STEVE COLQUHOUN June 15, 2012
The next-generation Ford Focus RS (current model shown) is expected to produce up to 250kW. The previous version, shown above, was good for 224kW.
Turbo to boost power of Blue Oval's hot hatch.
The next generation of the Ford Focus RS hot hatch could produce close to 250kW via a 2.3-litre turbocharged four-cylinder engine from the company’s EcoBoost family, UK website Auto Express reports.
And it appears likely Ford will continue to drive the expected 246kW through the front wheels, taming the extra power of the new engine via either the “Revoknuckle” technology it pioneered in the previous RS, or a Torque Steer Compensation system developed for the Focus ST.
The previous Focus RS model came to Australia in limited numbers, offering a feisty 224kW via a turbocharged five-cylinder mill.

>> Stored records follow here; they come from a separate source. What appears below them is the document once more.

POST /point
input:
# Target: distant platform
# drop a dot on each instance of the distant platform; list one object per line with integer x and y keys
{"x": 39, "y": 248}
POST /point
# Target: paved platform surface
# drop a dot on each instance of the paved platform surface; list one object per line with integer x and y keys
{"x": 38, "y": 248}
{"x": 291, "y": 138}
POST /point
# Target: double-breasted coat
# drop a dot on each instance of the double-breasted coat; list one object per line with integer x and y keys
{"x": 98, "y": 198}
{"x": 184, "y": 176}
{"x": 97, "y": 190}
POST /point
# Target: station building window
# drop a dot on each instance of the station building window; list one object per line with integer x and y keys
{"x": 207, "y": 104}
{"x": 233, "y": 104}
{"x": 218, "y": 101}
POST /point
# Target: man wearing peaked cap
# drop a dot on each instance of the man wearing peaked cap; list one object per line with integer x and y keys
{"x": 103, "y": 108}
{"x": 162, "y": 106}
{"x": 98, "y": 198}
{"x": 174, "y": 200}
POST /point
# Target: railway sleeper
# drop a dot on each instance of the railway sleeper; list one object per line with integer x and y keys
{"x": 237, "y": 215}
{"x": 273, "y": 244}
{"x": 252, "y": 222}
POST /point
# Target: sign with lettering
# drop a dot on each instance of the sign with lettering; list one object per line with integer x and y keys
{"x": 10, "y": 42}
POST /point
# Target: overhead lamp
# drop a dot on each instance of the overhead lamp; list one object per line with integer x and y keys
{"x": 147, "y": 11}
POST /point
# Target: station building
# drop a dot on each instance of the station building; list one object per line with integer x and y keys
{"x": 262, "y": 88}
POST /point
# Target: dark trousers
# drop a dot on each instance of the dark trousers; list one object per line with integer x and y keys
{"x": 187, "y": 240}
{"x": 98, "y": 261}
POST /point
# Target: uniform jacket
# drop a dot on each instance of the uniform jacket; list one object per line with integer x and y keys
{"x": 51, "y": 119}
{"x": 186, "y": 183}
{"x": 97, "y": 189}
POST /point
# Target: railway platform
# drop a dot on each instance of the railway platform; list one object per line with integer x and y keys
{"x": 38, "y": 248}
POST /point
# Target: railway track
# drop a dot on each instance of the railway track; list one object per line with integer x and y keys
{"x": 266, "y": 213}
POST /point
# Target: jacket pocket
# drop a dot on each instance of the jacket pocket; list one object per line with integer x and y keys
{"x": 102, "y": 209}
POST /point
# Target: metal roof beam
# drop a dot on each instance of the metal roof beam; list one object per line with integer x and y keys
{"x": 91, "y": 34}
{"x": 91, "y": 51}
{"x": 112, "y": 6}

Only 315 were delivered here with a tall $59,990 price tag, ensuring the car became an instant collector’s edition.
Ford Australia spokeswoman Sinead Phipps says the Focus RS is yet to be signed off globally for production.
However, Auto Express reports that Ford’s global performance cars boss, Matthias Ton, has confirmed that a US-developed 2.3-litre turbocharged EcoBoost engine – which may also be destined to replace six-cylinder units in the hero Mustang performance car – is the most likely candidate for the job.
Ton was speaking at the international media launch of the Focus ST, which is the nominal high-performance head of the Focus family - until the RS is signed off.
The ST will use a turbocharged 2.0-litre EcoBoost engine to make a Volkswagen Scirocco R-rivalling 184kW and 360Nm when it arrives in Australian showrooms in October.
Despite those impressive outputs, the ST adopts a comparatively mild appearance, leaving space for an RS model to add the likes of a racecar-like front spoiler and massive rear wing, plus track-style Recaro seats.
Stiffer suspension and bigger brakes than the ST are also a given, with the Focus RS expected to arrive in the US by the end of next year.
Phipps says there are “no current plans” for Ford Australia to import the Focus RS, given the model hasn’t received final production approval.
The previous model arrived in Australia in 2010 just before the end of its global production run, with Ford Australia maintaining for years prior that it could not build a profitable business case for it.